De nonnen sprongen wel zuinig om met water. “Het baden gebeurde volgens een bekend stramien”, zegt Jan. “Het eerste meis- je mocht zich in proper water wassen, het tweede en het derde meisje moesten zich in hetzelfde water wassen. De week nadien werd de volgorde van het baden omgekeerd.”
“De nonnen namen hier geen bad. Zij hadden de belofte van armoede afgelegd en leefden veel soberder dan hun leerlingen.”
Chambrettezaal
We verlaten de kelder. Jan neemt ons mee naar de bovenste verdieping van de school. Weer passeren we onderweg rijkelijke zalen, met als hoogtepunt een lokaal dat afgeladen vol staat met opgezette dieren: van parkieten over apen tot zelfs krokodillen.
“De dieren zijn afkomstig van over de hele wereld”, vertelt Jan. “De zusters hadden missieposten in Afrika en Zuid-Amerika. De dieren werd opgestuurd of meegebracht door missiezusters. Naar het schijnt kan deze collectie moeiteloos de concurrentie aan met die van de KU Leuven, maar die heb ik nog niet gezien.”
In nog een andere ruimte worden de ‘koloniale stukken’ bewaard, maar omdat er zoveel wapens liggen – messen, speren... – is die niet toegankelijk voor bezoekers.
Uiteindelijk bereiken we de ruimte net onder het dak. Het is een voormalige slaapzaal van het internaat die vandaag gebruikt wordt als opslagruimte, en die daarom niet opengesteld wordt voor het publiek.
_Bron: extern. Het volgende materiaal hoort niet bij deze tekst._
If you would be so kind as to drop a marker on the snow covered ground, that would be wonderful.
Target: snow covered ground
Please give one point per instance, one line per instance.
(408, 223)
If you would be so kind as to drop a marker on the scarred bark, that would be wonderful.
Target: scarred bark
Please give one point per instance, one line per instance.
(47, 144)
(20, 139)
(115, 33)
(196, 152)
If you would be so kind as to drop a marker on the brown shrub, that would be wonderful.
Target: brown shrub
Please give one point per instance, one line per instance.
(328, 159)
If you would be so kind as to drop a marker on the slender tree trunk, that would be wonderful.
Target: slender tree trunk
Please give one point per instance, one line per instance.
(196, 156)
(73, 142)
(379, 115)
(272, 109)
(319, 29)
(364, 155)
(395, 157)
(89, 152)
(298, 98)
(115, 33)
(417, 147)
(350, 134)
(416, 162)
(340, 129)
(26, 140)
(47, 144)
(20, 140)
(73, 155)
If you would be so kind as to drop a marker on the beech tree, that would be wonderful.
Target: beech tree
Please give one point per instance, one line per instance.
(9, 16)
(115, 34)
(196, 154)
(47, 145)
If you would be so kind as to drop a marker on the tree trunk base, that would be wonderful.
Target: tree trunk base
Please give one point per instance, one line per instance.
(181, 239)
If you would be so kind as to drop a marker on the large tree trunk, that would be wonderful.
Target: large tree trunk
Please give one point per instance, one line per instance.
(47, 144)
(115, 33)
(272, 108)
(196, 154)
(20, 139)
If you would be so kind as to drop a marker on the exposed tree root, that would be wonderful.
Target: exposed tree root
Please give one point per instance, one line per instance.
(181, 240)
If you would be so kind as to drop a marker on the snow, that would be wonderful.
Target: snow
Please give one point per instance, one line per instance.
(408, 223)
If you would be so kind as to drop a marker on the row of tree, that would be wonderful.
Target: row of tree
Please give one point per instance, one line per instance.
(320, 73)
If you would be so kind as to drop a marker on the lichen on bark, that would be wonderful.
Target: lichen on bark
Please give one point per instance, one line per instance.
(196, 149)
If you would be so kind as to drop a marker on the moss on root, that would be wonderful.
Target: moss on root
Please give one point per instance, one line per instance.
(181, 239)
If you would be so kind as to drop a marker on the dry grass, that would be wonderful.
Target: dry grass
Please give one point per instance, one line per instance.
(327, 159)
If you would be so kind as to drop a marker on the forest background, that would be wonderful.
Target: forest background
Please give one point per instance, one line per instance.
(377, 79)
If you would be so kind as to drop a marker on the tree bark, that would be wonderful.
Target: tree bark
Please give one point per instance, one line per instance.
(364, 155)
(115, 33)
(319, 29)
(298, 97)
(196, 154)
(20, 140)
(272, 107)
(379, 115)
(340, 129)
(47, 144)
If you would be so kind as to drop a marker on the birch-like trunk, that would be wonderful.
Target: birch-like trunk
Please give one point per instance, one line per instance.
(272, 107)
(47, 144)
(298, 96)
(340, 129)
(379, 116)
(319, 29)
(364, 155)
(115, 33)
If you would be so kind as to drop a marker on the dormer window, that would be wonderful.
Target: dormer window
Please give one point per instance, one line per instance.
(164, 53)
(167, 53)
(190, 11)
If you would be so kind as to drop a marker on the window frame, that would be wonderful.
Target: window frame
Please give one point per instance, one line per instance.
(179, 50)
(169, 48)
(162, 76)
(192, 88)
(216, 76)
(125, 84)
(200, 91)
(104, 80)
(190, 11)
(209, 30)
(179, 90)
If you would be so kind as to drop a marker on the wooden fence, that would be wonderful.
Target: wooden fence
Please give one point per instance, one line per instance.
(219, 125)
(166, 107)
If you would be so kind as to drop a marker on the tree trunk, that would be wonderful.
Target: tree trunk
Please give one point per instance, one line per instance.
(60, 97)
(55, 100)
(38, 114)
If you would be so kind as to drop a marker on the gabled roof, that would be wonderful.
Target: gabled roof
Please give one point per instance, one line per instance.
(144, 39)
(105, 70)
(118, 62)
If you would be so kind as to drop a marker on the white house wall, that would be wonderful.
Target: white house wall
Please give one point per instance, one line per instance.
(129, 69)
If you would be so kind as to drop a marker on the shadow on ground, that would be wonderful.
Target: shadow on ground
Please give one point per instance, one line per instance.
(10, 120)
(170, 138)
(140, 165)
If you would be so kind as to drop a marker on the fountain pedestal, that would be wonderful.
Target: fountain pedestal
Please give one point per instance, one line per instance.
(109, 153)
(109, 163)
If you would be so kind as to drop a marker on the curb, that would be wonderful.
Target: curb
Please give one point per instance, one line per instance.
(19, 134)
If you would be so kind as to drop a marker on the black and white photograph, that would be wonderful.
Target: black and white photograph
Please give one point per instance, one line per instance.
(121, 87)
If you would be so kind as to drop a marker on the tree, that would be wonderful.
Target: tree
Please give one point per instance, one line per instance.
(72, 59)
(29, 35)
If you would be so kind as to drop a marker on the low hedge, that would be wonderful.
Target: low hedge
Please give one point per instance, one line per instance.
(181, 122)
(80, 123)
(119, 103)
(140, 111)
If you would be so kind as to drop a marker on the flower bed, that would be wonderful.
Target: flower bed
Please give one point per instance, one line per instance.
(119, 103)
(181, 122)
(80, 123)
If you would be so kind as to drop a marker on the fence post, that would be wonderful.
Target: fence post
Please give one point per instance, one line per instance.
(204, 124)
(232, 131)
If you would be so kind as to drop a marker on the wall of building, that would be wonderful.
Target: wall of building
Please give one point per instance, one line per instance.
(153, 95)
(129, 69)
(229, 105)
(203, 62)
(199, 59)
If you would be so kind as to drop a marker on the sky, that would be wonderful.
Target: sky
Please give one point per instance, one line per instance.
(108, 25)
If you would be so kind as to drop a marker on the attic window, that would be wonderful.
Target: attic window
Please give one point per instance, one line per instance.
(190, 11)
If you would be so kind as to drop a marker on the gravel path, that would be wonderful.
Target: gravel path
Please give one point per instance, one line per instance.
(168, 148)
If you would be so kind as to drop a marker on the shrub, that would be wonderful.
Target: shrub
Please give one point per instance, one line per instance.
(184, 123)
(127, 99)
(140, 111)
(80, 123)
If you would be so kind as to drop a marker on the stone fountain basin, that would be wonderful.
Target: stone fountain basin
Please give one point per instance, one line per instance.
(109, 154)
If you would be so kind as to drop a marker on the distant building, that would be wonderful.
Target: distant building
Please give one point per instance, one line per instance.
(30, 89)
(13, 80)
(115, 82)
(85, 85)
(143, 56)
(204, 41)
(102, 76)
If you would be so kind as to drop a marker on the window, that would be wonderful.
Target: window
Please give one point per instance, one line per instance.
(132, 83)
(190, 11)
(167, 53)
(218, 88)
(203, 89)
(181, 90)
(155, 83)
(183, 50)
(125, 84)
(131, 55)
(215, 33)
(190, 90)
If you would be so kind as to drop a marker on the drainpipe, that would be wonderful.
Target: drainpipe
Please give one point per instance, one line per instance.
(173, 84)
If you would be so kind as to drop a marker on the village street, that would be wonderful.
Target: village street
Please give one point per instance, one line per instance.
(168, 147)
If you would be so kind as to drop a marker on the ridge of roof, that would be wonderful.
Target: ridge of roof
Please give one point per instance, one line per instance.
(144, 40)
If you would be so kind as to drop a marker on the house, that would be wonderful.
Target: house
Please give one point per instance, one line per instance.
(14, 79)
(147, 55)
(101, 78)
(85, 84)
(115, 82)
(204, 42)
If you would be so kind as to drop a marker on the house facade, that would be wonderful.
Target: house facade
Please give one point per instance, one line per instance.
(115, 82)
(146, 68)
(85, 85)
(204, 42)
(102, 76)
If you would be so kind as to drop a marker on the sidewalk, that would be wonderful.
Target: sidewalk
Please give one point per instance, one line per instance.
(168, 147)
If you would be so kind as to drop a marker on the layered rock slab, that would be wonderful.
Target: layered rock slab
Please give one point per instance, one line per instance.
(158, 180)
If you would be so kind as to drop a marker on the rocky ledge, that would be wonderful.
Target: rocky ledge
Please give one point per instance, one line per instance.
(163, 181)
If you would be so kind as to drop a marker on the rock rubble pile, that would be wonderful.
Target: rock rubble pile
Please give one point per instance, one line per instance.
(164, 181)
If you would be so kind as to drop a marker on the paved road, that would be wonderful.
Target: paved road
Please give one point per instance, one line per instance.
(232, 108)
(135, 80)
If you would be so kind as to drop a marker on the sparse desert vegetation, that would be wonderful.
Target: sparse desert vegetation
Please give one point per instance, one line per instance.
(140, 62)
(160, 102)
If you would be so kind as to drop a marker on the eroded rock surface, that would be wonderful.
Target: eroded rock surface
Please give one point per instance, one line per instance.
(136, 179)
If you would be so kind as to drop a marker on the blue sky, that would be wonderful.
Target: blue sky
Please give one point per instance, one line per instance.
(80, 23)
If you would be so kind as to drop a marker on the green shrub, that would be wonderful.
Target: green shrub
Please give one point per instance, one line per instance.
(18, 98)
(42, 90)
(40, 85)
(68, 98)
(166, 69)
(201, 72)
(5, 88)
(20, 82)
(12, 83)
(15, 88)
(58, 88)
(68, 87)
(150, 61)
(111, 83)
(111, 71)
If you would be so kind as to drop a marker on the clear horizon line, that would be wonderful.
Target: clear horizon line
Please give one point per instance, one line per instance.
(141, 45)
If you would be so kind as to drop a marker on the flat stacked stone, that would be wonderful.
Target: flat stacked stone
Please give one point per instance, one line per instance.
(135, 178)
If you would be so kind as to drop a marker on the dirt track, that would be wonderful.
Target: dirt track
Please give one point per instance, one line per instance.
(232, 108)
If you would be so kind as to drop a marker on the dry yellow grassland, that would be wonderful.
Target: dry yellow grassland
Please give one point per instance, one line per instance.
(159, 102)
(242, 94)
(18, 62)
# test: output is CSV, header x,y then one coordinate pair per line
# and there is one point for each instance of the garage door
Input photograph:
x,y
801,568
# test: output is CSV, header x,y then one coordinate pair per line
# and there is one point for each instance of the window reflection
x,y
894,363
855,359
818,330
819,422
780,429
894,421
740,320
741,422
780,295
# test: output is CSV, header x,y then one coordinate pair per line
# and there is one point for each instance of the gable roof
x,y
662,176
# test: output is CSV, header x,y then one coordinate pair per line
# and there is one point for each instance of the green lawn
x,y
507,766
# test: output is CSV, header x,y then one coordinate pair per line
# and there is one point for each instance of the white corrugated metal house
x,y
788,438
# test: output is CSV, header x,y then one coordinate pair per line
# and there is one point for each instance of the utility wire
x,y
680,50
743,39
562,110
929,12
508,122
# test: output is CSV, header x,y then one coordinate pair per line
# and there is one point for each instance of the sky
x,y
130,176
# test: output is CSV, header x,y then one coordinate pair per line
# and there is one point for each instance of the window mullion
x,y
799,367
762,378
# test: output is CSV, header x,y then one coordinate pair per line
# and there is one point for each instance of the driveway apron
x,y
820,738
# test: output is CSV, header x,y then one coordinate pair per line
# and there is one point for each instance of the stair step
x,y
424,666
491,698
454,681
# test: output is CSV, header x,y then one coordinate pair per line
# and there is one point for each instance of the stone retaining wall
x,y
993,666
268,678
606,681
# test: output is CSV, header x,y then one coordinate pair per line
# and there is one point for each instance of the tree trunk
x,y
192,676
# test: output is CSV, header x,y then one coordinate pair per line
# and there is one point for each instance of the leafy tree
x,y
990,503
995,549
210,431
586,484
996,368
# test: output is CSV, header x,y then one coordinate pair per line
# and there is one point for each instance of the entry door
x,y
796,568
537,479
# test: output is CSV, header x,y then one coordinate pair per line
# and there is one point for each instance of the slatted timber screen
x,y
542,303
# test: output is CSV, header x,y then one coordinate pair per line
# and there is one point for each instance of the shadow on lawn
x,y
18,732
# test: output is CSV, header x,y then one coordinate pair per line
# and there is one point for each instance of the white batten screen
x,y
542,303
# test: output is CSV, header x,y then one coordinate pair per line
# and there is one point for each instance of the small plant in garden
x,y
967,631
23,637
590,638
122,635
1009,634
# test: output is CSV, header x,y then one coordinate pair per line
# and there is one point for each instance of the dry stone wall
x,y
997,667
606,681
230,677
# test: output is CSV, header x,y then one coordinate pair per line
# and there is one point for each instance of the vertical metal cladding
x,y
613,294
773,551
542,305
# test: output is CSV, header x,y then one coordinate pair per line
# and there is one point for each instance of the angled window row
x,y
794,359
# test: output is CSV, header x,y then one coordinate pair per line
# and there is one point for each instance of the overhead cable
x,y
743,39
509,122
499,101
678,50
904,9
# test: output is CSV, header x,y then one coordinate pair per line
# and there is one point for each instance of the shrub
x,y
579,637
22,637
Maar opnieuw vang je een glimp op van het vervlogen leven in dit rijkeluisinternaat. Prachtig bewerkte houten chambretten verdelen de ruimte in tientallen aparte slaapkamertjes. “In andere internaten werden de slaapruimtes gewoon met gordijnen afgezoomd. Ook dit getuigt weer van de extreme luxe die hier werd geboden”, zegt Jan.
“Al die luxe maakte wel dat het dorp met enige afgunst naar het internaat keek. En buiten het dorp kreeg Onze-Lieve-VrouwWaver hierdoor de bijnaam hovaardig Waver.”